Opera fans know that almost any operatic scenario culminates in the tragic death of the heroine, who is almost always a soprano. Chalk it up to high drama or the composer’s postulation that, like art, beauty and nobility are just too fine to survive on opera’s mean, albeit musical, streets.

But not all opera heroines suffer from an overdose of purity. Often, death concludes the character’s redemption. What could be more cleansing, after all, than sloughing off the very mortal coil that has carried us toward perdition? Such was the case with Violetta, heroine of “La Traviata,” literally “The Fallen Woman.” Madison Opera’s excellent production of Giuseppe Verdi’s 19th century potboiler opened Friday at Madison’s Overture Hall.

As in most cases, the road to redemption follows a pretty obvious route. Violetta (soprano Elizabeth Caballero) is a former courtesan, beautiful but not the type of girl one brings home to the mother. However, Alfredo Germont (tenor Giuseppe Varano in both his Madison Opera and U.S. debut), smitten by Violetta, does not stand on convention. He wants her, eventually occupying a beautiful country home with her after a romance that lasts no longer than a scene change.

All is well until Violetta, who apparently purchased the spread with her trollop’s wages, is forced to sell her worldly good to make payment on the manse. Alfredo uncovers her scheme and leaves to buy back her goods just before his father Giorgio Germont (baritone Donnie Ray Albert) arrives, intent on convincing Violetta to leave her son alone. Albert’s commanding baritone is effective, causing the wanton woman to abandon the man who loves her. Alfredo is, of course, heartbroken.

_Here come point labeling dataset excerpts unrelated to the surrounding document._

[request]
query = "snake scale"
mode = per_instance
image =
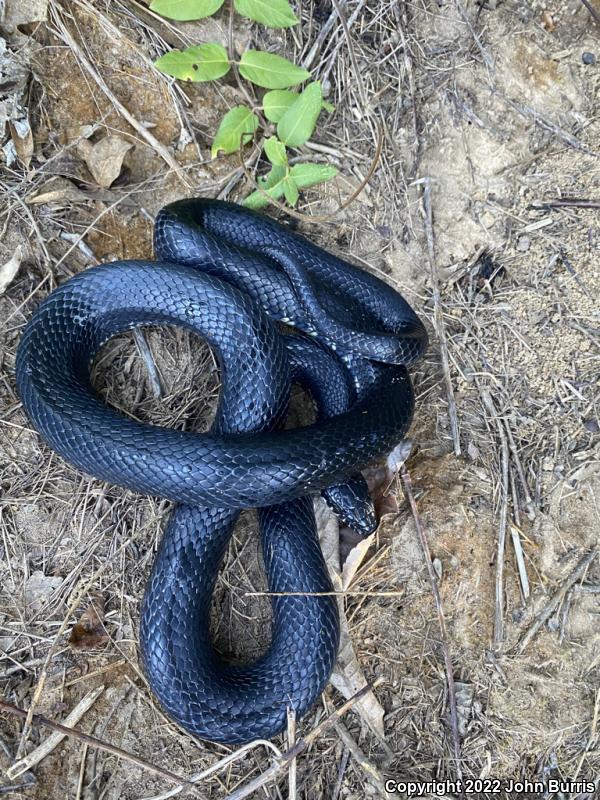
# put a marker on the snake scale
(232, 276)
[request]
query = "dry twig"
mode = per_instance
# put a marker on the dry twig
(407, 484)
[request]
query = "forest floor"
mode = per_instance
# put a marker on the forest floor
(483, 211)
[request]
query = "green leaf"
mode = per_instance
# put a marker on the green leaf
(290, 190)
(270, 71)
(277, 102)
(185, 10)
(306, 175)
(237, 124)
(272, 184)
(296, 126)
(272, 13)
(275, 151)
(204, 62)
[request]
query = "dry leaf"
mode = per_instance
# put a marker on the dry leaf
(58, 190)
(89, 632)
(354, 560)
(20, 132)
(16, 12)
(39, 588)
(9, 270)
(105, 158)
(347, 676)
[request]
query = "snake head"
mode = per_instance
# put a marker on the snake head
(352, 504)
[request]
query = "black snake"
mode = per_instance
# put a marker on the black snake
(232, 275)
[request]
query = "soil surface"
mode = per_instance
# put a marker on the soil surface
(483, 211)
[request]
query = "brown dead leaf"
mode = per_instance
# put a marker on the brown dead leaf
(20, 132)
(104, 159)
(16, 12)
(347, 676)
(58, 190)
(89, 632)
(9, 270)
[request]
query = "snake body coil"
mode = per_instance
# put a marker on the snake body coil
(230, 275)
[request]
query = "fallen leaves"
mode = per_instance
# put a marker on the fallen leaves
(104, 159)
(347, 676)
(39, 588)
(22, 138)
(89, 632)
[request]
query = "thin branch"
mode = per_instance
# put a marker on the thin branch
(283, 762)
(556, 599)
(592, 11)
(407, 485)
(503, 522)
(438, 313)
(47, 746)
(92, 741)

Eventually, deus ex morbus rears its fetid head, afflicting poor Violetta with consumption (tuberculosis), no doubt in restitution for her sinful past. Just before she succumbs, Alfredo appears to take her in his arms, where she marshals her last energies then collapses in an unglamorous heap. Sic semper liberalitas.

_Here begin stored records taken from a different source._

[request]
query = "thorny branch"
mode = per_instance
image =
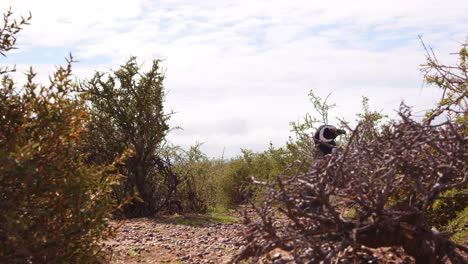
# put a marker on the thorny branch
(375, 192)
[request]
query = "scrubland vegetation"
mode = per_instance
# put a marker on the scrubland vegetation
(75, 155)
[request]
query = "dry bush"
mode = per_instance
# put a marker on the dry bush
(376, 190)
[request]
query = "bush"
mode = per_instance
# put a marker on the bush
(376, 192)
(127, 113)
(54, 207)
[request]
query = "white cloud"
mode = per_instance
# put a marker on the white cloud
(239, 71)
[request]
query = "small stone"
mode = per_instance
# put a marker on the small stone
(276, 256)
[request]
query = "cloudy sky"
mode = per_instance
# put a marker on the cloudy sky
(239, 71)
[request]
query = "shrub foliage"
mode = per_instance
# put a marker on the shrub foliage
(54, 207)
(377, 190)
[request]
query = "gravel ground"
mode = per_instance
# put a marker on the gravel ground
(145, 240)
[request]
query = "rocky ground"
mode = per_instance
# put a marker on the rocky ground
(175, 240)
(204, 239)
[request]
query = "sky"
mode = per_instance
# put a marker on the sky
(238, 72)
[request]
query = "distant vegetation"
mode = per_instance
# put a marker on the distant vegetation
(74, 155)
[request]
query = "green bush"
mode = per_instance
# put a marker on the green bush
(54, 207)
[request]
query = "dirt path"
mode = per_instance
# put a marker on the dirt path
(165, 240)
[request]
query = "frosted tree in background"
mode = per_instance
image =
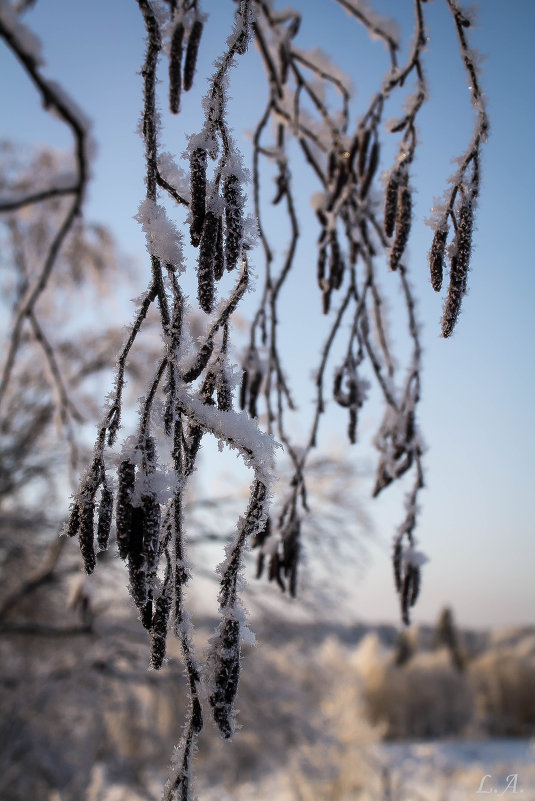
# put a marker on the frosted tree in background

Madison Opera, always known or booking top-drawer talent, rose to new heights with Caballero, whose magnificent soprano undulates with power and control rarely experienced. She seduces not only Alfredo, but all of us with her vocal charm, rich and sumptuous in its tone and lyrical in its majesty. The Cuban-American soprano, who previously appeared in Madison’s Opera’s production of Carmen, alone is worth the price of admission.

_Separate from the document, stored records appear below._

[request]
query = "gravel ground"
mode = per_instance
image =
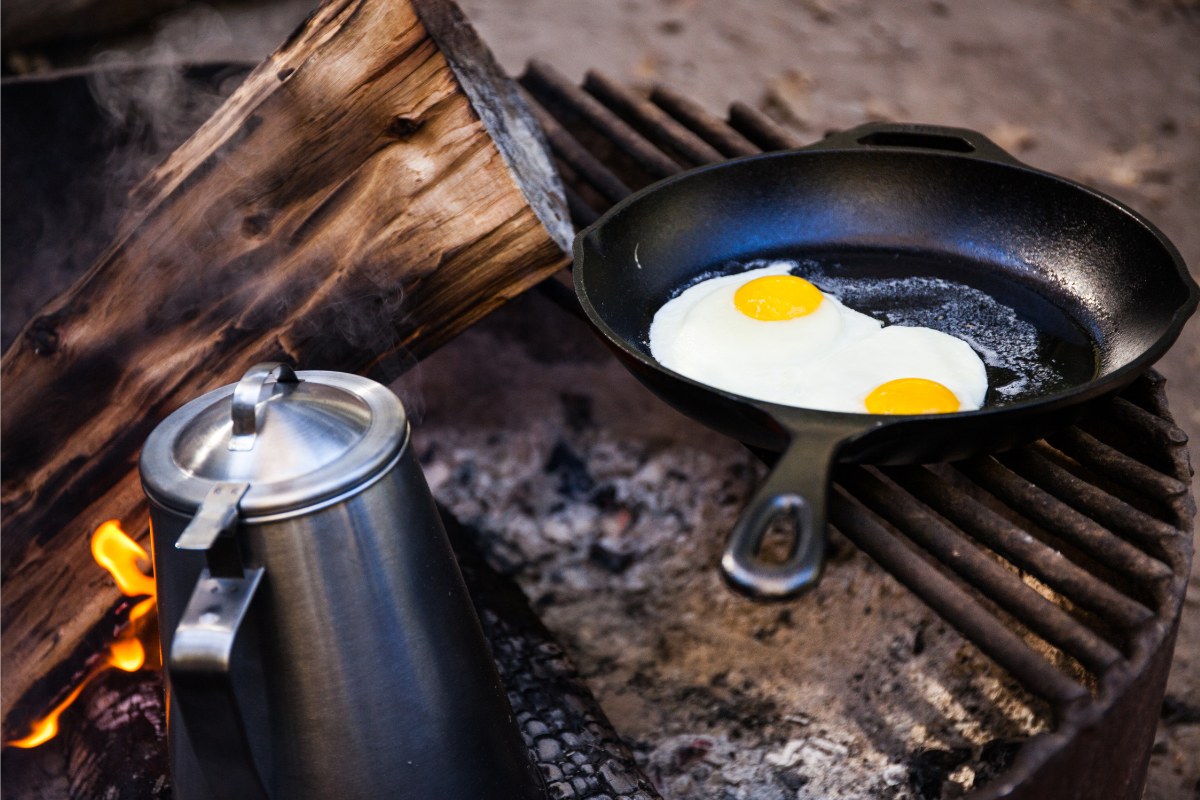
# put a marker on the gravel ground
(1104, 92)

Top marks, too, go to baritone Albert, whose performance of Giorgio yields a rich, deep timbre every bit as compelling as Caballero’s soaring cadenzas. As Alfredo, Varano arouses more sympathy than empathy in a role that puts him second in presence to Caballero, up to whose performance level the tenor can only pretend to rise.

John deMain and members of the Madison Symphony Orchestra do their usual fine job interpreting a narrative that once again proves the classical operatic thesis that the soprano always dies.